Avevano in tasca un biglietto di sola andata e, alle 6 del mattino, attendevano di partire per Vienna dal Dulles International Airport, lo scalo internazionale di Washington, D.C. Li hanno arrestati prima che salissero sull’aereo: Lev Parnas e Igor Fruman, due partner di Rudy Giuliani, l’avvocato del presidente Donald Trump, l’uomo che lavorava per convincere l’Ucraina a indagare su Hunter, il figlio di Joe Biden, potenziale candidato democratico a Usa 2020.

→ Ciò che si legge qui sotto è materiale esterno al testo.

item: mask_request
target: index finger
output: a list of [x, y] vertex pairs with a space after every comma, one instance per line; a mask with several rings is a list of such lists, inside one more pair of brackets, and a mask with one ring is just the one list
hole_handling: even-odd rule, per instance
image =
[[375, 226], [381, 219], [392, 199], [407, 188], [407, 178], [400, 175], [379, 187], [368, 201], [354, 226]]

L’arresto di Parnas e di Fruman, cittadini americani, nati rispettivamente in Ucraina e Bielorussia, quando quella era Unione sovietica, è più che un colpo d’avvertimento per l’ex ‘sceriffo’ e sindaco di New York e per la Casa Bianca. L’inchiesta sull’Ukrainagate, che ha innescato una procedura d’impeachment contro il presidente, s’avvicina all’ ‘inner circle’ del magnate showman: Giuliani è il primo a rischio di saltare, ma la fila di quelli che potrebbero doversi ‘sacrificare’ per difendere il presidente è lunga, dall’ambasciatore presso l’Ue Gordon Sondland fino ai segretari alla Giustizia William Barr e di Stato Mike Pompeo.

Una gragnola di colpi s’abbatte su Trump e la sua squadra. La Fox pubblica un sondaggio secondo cui una maggioranza di americani è favorevole all’impeachment. E la Cnn racconta che Giuliani, insieme a Trump nello Studio Ovale, cercò di convincere l’allora segretario di Stato Rex Tillerson, poi dimessosi, a uno scambio di prigionieri con la Turchia: protagonisti il pastore americano Andrew Brunson, che Ankara riteneva implicato nel presunto golpe 2016, e un cliente di Giuliani, l’imprenditore turco Reza Zarrab, vicino al presidente Erdogan, accusato dagli Usa di violazione delle sanzioni all’Iran. Tillerson si rifiutò: lo scambio avrebbe creato un precedente e incoraggiato altri governi a ‘sequestrare’ cittadini americani per scambiarli con loro cittadini.

Gli inquirenti rovistano nei rapporti, intricati e ancora per molti versi oscuri, tra Trump e i suoi fidi e l’Ucraina. Il capo della campagna presidenziale 2016, Paul Manafort, è stato condannato perché, contravvenendo alle regole, fece il lobbista per gli ucraini filo-russi del presidente Yanukovic; e proprio in Ucraina Giuliani andava sollecitando sponde contro Biden, mentre Barr cercava in Italia prove di un fantomatico complotto democratico anti-Trump nel 2016.

Parnas e Fruman sono entrambi accusati di finanziamenti illeciti alle campagne del presidente, candidato alla rielezione, e di altri esponenti repubblicani: gli inquirenti cercheranno probabilmente di spremerne più informazioni possibili, offrendo in cambio alleggerimenti delle loro posizioni.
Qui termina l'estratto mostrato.